第2話 サラリーマン風情

「止めろ」


 若者グループと路上シンガーの間に割り込み、声を上げる。

 自分のものじゃないみたいな声色に、心の中で苦笑いした。


 ──本当に、ガラじゃない。


「なにお前? 俺ら間違ったこと言ってねえんだけど」


 グループの一人、髪を金に染め上げた威圧感のある男が、俺の胸ぐらを掴み上げた。

 ワイシャツのボタンが一つ外れて、地面に落ちる。


「条例違反だろ、路上ライブは。警察にチクッて優しく退去してもらうより、俺らみたいなやつがガツンと言ってやった方がコイツも懲りるんだよ」


 細い切れ目で、俺の背後で座り込んでいるであろう路上シンガーを一瞥する。

 俺も視線を路上シンガーの方へ投げると、彼女は『シンガーソングライター雨宮あまみや砂月さつき、五月末までにCD300枚売り上げに挑戦中』と記載された看板を大事そうに抱えている。

 その傍には、一枚の書類が落ちていた。


「……お前は間違ったこと言ってるよ」


 俺の言葉に、金髪の男は「ハァ?」と笑う。

 若者グループがニヤニヤとこちらを眺めているが、俺はこの場を切り抜ける活路を見出していた。

 といっても、一縷いちるの望みではある。


「ここ、許可があればライブができる場所だから。問題は、雨宮さんが許可を得ているかどうかだけど──」


 そう言うと俺は、胸ぐらを掴んでいる手を払い、屈んで書類を拾い上げる。

 内容を少しだけ確認し、小さく息を吐いた。


「──大丈夫みたいだな。この人、ちゃんと許可得てる」


 その言葉で、周りからヒソヒソと「じゃあ良いじゃん」「何のために出てきたの?」という声が聞こえ出す。

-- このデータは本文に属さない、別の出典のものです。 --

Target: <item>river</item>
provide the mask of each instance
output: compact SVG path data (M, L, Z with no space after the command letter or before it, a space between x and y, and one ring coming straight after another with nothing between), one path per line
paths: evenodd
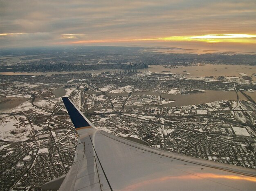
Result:
M88 90L87 92L89 93L101 94L96 91ZM245 92L246 94L250 96L254 100L256 98L256 92ZM106 93L108 96L128 96L129 93ZM153 95L156 96L159 96L158 92L154 91L142 91L133 92L131 95ZM248 100L245 96L240 92L238 92L239 100ZM182 95L178 93L176 95L168 94L167 93L161 93L162 98L169 100L175 100L175 102L167 104L163 104L163 107L179 107L186 105L191 105L196 104L208 103L221 100L236 100L236 93L235 91L222 91L214 90L206 90L204 93L194 93L189 95ZM146 106L126 106L125 107L155 107L156 105Z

 若者グループが戸惑った様子を見せたので、俺は畳み掛けるように言葉を放った。


「それで? 条例っていう後ろ盾を失ったお前らに残るのは、人様のCDを蹴散らした犯罪者っていうありがたい肩書きなんだけど」


 そこまで言うと、充分なようだった。

 恐らくは派手な騒ぎを起こしても相手が条例を違反しているから大丈夫だという、安直な思考回路だったのだろう。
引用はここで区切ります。